No caso do hot pant, o escrito fica na altura do bumbum. Já nas peças de tule, aparecem na parte da frente ou de trás. Por causa da transparência, vira uma tatuagem na pele.

Grade ampliada


Ano a ano, Débora Cruz, uma das criadoras da Dercy, observa que mais mulheres vão se sentindo confortáveis de mostrar o corpo. Por isso, a marca ampliou a grade de numeração, mesmo das peças mais curtas e justas. “Antes a roupa tinha que cobrir a bunda. Hoje mais mulheres se permitem usar body e hot pant. Isso se democratizou. Elas estão mais à vontade com o corpo que têm e compram a proposta mais despudorada do carnaval.”
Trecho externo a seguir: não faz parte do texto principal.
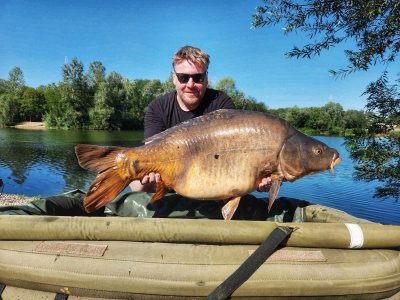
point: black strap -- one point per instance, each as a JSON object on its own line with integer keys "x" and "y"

Não faltam opções para as mulheres que querem se sentir livres e lindas. O body de cetim (tecido usado pela primeira vez, ideal para quem prioriza conforto, mas quer brilho e cores) pode ser de um ombro só com babados ou frente única. O de oncinha com babados estruturados nos ombros em paetês coloridos entrega luxo e ousadia. Ainda tem o de malha lurex com aplicação de estrelas brilhantes e o de tule com broches de strass em formato de coração que funcionam como tapa-mamilo.


Na categoria hot pant, a marca oferece desde o estilo short até o tipo calcinha de biquíni (mais ou menos cavada). Você tem a possibilidade de combinar as hot pants com saias de tule, que fazem um jogo de sobreposição com transparência.


Novidade desta coleção, a calça legging de lurex com estampa de oncinha chega com o nível máximo de irreverência. Os babados de paetês coloridos, que vão de cima abaixo, na perna direita, fazem com que ela seja ainda mais surpreendente. Essa peça foi pensada para vestir homens e mulheres, assim como o short esportivo, a regata (que tem modelagem oversized) e o quimono. Segundo Débora, o público masculino está investindo cada vez mais no look de carnaval.


Quem quer se vestir de oncinha da cabeça aos pés pode se resolver com as luvas compridas com amarração de paetês e a touca com orelhinhas.

Bolsas divertidas


Outro lançamento que está dando o que falar é a linha de bolsas. Na verdade, bolsa não explica totalmente o acessório acolchoado que veste o corpo e vira uma fantasia sem muito esforço. Tem formato de estrela e de coração. “Quando idealizei, seria só para enfeitar o corpo, mas resolvi acrescentar uma função muito prática, de guardar básico com segurança”, conta a estilista, que brinca. Um zíper discreto “esconde” o compartimento para carregar celular, carteira e chave.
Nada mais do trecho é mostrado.